The talking dolphins are also a huge problem as they never sound, at any point, like actual dolphins. Sure, they sound like almost every other animal under the sun — chimpanzee, lion, baby, robot baby — but never dolphins so they’re reduced to simply visual and audio incongruities with flippers and blow-holes.
‘TDOTD’ also suffers from a highly irritating structure in that it’s only in the third act that we discover what the movie is building towards (even though if you looked at the poster you’ll already know) and starts to coalesce. The problem is it also dissipates any and all of the interesting ideas it had previously been working with and wastes its climax on nothing more than an unfunny “Oh shit!” gag. So goodbye dramatic tension, then! Yes, it attempts to retrieve some semblance of seriousness with a bleak, yet infuriatingly coy, ending but, by this time, I was laughing too hard to care.
And I did laugh at, and not with, this movie and I mean a lot and hard until I was almost sick on my carpet. And this was full on contemptuous mocking meaning the film could’ve elicited exactly the same reaction from me if it had simply fallen down some stairs whilst carrying some cakes.
Apparently Mike Nichols wasn’t happy with the movie and I can totally understand why because if I had directed this and was sitting at the premiere on opening night then my toes would have curled so violently in embarrassment at what I had put on screen that my shoes would’ve exploded in a shower of leather and laces.
But it’s not all bad, right? No, it pretty much is completely awful but there are some positives. It’s got some nice cinematography and even nicer music and for all the rampant stupidity Nichols has an eye for a strong and striking composition and camera move. Henry’s script works manically to keep the human and emotional elements believable but possibly because everything else — plot, concept, narrative, etc — is utterly beyond salvaging.

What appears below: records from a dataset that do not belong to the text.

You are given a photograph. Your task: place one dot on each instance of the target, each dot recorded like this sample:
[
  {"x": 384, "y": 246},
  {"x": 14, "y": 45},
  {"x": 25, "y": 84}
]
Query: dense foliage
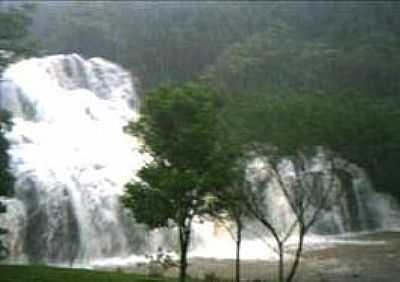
[
  {"x": 362, "y": 129},
  {"x": 175, "y": 41},
  {"x": 14, "y": 34}
]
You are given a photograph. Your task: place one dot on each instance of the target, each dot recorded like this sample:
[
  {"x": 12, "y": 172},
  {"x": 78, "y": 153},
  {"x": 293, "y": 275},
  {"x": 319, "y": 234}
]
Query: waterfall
[
  {"x": 71, "y": 159},
  {"x": 69, "y": 154}
]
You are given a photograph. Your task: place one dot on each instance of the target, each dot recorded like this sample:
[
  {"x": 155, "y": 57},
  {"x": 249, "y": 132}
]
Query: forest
[{"x": 231, "y": 95}]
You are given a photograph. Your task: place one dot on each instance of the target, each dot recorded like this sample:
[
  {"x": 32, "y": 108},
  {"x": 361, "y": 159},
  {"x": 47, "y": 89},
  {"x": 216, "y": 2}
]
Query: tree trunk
[
  {"x": 184, "y": 239},
  {"x": 238, "y": 243},
  {"x": 298, "y": 256},
  {"x": 281, "y": 261}
]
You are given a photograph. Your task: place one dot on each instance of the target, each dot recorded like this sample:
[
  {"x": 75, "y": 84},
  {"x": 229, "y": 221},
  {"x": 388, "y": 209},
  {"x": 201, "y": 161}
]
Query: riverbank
[{"x": 373, "y": 257}]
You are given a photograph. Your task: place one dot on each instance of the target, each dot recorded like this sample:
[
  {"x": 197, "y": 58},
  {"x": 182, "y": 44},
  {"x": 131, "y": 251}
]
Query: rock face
[{"x": 71, "y": 160}]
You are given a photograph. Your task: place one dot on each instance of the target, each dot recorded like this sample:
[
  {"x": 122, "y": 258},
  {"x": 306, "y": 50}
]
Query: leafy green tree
[
  {"x": 6, "y": 178},
  {"x": 361, "y": 129},
  {"x": 180, "y": 132}
]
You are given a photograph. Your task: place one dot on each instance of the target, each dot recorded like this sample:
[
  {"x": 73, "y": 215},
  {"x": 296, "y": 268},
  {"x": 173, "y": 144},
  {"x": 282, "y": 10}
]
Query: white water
[{"x": 71, "y": 159}]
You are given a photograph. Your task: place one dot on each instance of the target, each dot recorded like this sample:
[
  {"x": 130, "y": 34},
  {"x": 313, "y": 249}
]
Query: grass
[{"x": 22, "y": 273}]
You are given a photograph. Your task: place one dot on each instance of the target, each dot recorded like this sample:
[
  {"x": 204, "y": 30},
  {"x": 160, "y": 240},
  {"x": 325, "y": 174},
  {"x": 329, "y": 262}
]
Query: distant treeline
[{"x": 328, "y": 46}]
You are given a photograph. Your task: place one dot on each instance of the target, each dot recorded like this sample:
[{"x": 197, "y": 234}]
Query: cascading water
[
  {"x": 71, "y": 160},
  {"x": 69, "y": 154}
]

Yet all the above means that ‘TDOTD’ is a fascinating watch. It’s certainly not dull and the way it lurches forward dramatically is morbidly captivating but it was just all so idiotic that it made my brain hurt and also made me realise that the older I get the more I find 70’s conspiracy theory movies an insufferable pain in the ass (and yes, I’m including ‘The Parallax View’ in with that lot so deal with it).
Apparently Roman Polanski turned directing the film down because he felt it was narratively and conceptually flawed. That’s a bloody understatement.